Bupati Natuna Wan Siswandi mengecek harga sayuran di pasar. (dan)

Natuna, Lendoot.com  – Kenaikan harga Bahan Bakar Minyak (BBM) yang diprediksi akan memicu inflasi yang ditandai dengan kenaikan harga kebutuhan lainnya, termasuk harga kebutuhan pokok, belum terjadi di Natuna.

Di pasar tradisional Ranai misalnya, kenaikan BBM tersebut belum memiliki dampak signifikan terhadap kenaikan harga kebutuhan pokok.

“Nah untuk kenaikan harga telur, itu terjadi pada saat sebelum harga BBM naik,” terang Bupati Natuna Wan Siswandi saat inspeksi mendadak (Sidak) di Pasar Tradisional Ranai.

Meski belum ada dampak signifikan terhadap kenaikan BBM katanya, pemerintah daerah akan terus memantau.

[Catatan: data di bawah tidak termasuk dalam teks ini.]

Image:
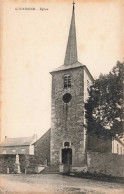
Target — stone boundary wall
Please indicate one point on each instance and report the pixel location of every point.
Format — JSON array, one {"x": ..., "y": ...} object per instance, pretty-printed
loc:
[{"x": 106, "y": 163}]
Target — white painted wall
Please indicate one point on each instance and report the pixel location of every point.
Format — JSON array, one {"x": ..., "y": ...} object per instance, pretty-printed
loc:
[{"x": 117, "y": 147}]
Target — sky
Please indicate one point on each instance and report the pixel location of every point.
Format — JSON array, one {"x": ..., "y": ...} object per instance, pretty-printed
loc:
[{"x": 34, "y": 43}]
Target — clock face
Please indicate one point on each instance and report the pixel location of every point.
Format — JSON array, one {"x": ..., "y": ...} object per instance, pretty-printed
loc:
[{"x": 67, "y": 97}]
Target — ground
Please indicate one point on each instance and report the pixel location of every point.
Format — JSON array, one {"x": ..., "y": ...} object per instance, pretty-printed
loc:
[{"x": 55, "y": 183}]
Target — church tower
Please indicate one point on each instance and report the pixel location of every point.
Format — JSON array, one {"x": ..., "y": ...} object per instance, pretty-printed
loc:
[{"x": 70, "y": 83}]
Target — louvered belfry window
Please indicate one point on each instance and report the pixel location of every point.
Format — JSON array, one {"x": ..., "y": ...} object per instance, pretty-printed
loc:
[{"x": 67, "y": 81}]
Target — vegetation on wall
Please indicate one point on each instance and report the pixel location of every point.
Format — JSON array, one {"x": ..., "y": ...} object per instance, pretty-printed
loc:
[{"x": 104, "y": 108}]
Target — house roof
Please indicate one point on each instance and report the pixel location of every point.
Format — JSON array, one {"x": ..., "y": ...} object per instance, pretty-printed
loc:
[{"x": 20, "y": 141}]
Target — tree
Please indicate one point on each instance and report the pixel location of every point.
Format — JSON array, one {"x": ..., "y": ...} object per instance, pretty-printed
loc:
[{"x": 104, "y": 108}]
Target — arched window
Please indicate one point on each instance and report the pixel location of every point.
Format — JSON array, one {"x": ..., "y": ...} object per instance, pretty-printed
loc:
[{"x": 67, "y": 81}]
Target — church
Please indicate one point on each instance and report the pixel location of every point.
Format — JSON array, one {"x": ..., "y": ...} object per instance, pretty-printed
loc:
[
  {"x": 63, "y": 148},
  {"x": 70, "y": 84}
]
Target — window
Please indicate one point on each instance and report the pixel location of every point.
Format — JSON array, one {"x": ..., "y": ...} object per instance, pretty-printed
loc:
[
  {"x": 88, "y": 85},
  {"x": 67, "y": 81}
]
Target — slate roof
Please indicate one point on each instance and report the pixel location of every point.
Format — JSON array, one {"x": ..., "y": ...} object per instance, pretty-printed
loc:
[{"x": 20, "y": 141}]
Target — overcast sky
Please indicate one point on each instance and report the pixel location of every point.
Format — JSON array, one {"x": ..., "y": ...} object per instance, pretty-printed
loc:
[{"x": 34, "y": 43}]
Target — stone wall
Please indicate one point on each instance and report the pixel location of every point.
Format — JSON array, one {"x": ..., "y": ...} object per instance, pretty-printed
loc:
[
  {"x": 8, "y": 160},
  {"x": 42, "y": 149},
  {"x": 96, "y": 144},
  {"x": 106, "y": 163}
]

Kemudian, pemerintah akan melakukan langkah-langkah yang dianggap perlu agar tidak terjadi kenaikan harga kebutuhan lainya di Natuna.

“Untuk menekan kenaikan harga barang dan pangan, pemerintah akan menyisihkan 2 persen dari dana DAU dan DBH untuk dibuatkan kegiatan yang intinya untuk membantu masyarakat,“ ungkap Wan Siswandi.

Langkah yang akan dilakukan pemerintah daerah, lanjutnya, bisa berupa bantuan langsung, operasi pasar murah serta kegiatan dari dinas yang bersentuhan langsung dengan masyarakat.

“Contoh Dinas Pertanian membantu biaya operasional petani, perikanan juga demikian hingga dana yang kita alokasikan terserap secara efektif dan dampaknya dapat dirasakan oleh masyarakat,” pungkasnya. (dan)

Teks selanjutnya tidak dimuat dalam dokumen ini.